Adil, 15, of district Amethia Salempur, is also a big Meena fan. His eyes sparkle as he declares this, and claims that she has inspired him to become a police officer. “Just like Meena I too want to fight social evils like alcoholism, gambling and theft, which are huge problems in my village. Meena has helped bring in a tremendous change in the mindset of my friends and family. Now they show more respect to women and girls and send their daughters and sisters to school,” says Adil.

Adil and Reshma are not the only ones talking about Meena, who has emerged as a role model for millions of children across South Asia. A spirited nine-year-old, Meena along with her brother, Raju, and a garrulous parrot, Mithu, has been inspiring schoolchildren, their parents and even teachers through entertaining stories.

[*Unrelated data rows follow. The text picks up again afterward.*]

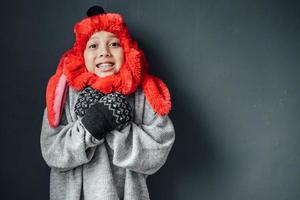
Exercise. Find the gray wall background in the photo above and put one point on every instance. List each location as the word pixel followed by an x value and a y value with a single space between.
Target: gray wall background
pixel 232 68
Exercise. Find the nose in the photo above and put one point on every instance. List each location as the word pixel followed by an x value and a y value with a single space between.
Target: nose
pixel 104 52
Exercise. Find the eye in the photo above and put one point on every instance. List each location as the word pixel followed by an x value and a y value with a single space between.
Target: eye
pixel 114 44
pixel 92 46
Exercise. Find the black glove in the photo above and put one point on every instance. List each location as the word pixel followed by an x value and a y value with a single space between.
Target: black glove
pixel 86 99
pixel 110 113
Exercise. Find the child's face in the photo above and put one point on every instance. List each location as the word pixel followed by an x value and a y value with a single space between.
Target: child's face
pixel 103 54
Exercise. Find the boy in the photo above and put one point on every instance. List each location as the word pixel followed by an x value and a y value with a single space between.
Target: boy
pixel 105 128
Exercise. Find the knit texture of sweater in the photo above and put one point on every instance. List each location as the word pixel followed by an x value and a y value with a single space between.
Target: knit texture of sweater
pixel 113 168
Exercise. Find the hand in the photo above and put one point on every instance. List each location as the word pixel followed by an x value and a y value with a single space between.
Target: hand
pixel 86 99
pixel 111 112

Explains Lalita Pradip, Director, District Institute of Education and Training (DIET), “Until now children were listening to the stories of Meena in English and the character has been instrumental in ensuring a change in mindsets by taking away the fear attached to speaking English that most children coming from rural backgrounds have. Even the teachers were very excited about the fact that their students seemed to have responded instantly. Through Meena, kids are learning lessons without being under the pressure of examinations and tests. This model has been extremely successful in most schools under us. Now, with the launch of the Meena radio programme in the regional language as well, the audience base will expand further, hopefully leading to the community, parents and educationists getting more sensitised. Even those children who drop out of school will benefit with AIR now broadcasting it for all.” And that is precisely why Meena, in her first radio incarnation, was brought to UP, with its poor record in school education.

Says Adele Khudr, Chief of UNICEF, UP, “Through this radio incarnation, children in the remotest villages will be reached and touched by the world of Meena.”

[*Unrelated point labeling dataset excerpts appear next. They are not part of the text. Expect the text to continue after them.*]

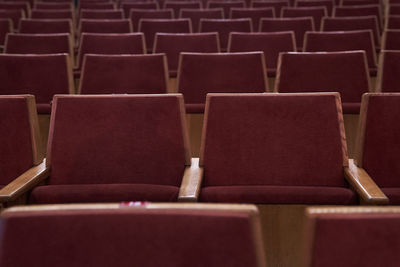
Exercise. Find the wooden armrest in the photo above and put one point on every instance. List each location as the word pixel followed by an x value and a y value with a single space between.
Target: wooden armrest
pixel 24 182
pixel 366 188
pixel 191 182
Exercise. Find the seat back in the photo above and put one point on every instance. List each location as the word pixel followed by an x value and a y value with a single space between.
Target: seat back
pixel 174 235
pixel 19 138
pixel 273 139
pixel 378 146
pixel 172 44
pixel 120 139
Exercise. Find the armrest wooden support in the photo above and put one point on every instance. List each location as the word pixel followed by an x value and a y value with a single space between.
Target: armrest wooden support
pixel 364 185
pixel 191 182
pixel 24 182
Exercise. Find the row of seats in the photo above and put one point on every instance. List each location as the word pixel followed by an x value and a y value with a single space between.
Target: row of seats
pixel 256 148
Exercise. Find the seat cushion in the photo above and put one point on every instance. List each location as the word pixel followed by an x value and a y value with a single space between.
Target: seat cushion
pixel 86 193
pixel 279 195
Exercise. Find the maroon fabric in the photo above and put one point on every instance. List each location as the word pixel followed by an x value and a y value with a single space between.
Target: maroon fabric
pixel 328 4
pixel 137 14
pixel 172 44
pixel 52 14
pixel 276 4
pixel 23 43
pixel 39 75
pixel 350 240
pixel 352 24
pixel 258 194
pixel 123 74
pixel 45 26
pixel 317 13
pixel 15 138
pixel 105 26
pixel 224 27
pixel 343 41
pixel 195 15
pixel 139 237
pixel 390 71
pixel 272 139
pixel 343 72
pixel 271 43
pixel 116 139
pixel 101 14
pixel 84 193
pixel 226 6
pixel 202 73
pixel 108 44
pixel 176 6
pixel 298 25
pixel 255 14
pixel 381 151
pixel 152 26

Conceptualised by UNICEF in early 1990s, with the help and guidance of Hanna-Barbera, the legendary creators of The Flintstones, this smart, fun-loving and simple child, represents ordinary girls in Bangladesh, India, Pakistan and Nepal. Along with her pet parrot, Mithu, Meena confronts the problem of extreme discrimination that girls in the region face. She has endeared herself to both the young and the old and stories based on Meena’s world are now available in a number of languages, including Bengali, English, French, Hindi, Nepali, Portuguese, Spanish and Urdu.

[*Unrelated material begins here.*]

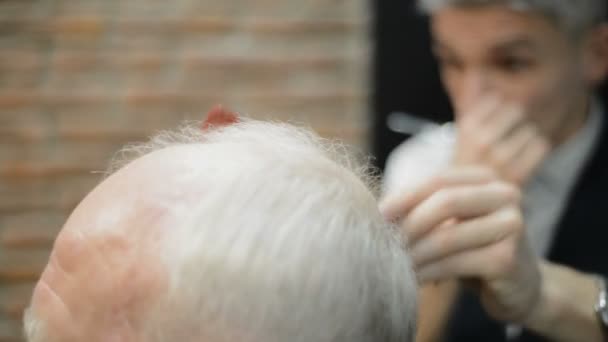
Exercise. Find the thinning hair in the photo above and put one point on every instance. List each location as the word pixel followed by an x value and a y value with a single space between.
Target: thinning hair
pixel 285 244
pixel 573 16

But does Meena’s radio avatar match up to her printed version? Avers Angela Walker, Chief of Communications, UNICEF India, “She retains her usual charm but with added roles. Using the powerful medium of radio she now communicates messages on many important aspects of child rights, gender and child-friendly schools. While she addresses key issues related to social and behavioral changes, she does it in a most entertaining manner.”

Terming the decision to launch Meena on radio a landmark one, Santosh Yadav – a former bureaucrat and the only woman to scale Mount Everest twice – was present during the inaugural broadcast of the show in March. Taking her own life as an example of how an ordinary girl from a village of four households reached the top of the world, Yadav in her interaction with a large number of schoolgirls who had come from the eight blocks of Lucknow, talked about how Meena was an inspiration to her too.

As Yadav put it, “There is no such thing as destiny. It is important to aim high and go for it. Society is invariably against the girl. Many families succumb to social pressure and discourage their daughters. But as daughters we [must] persist with determination and march on. Then parents and family will support us and eventually society will fall in line. Education through radio is a powerful medium of self-instruction as well. I myself learnt English listening to the radio and was able to clear the tough IAS exams. So I feel Meena is a very apt gift to all the children in UP who have dreams of becoming something in their lives.”

And she is not wrong. Surveys by the Primary Education Department reveal that Meena has proved to be a successful advocacy and teaching tool, promoting girls’ education and children’s rights through short films, spots, book, videos, and so on. Since the use of Meena advocacy material began, not only has attendance in the government-run schools in UP risen by 30 per cent, the dropout rate too has come down.

And Meena knows her own value. She declares in one sequence, “I am motivational, I am inspirational and most importantly I am enjoyable!” Little wonder then that her voice is ruling the airwaves.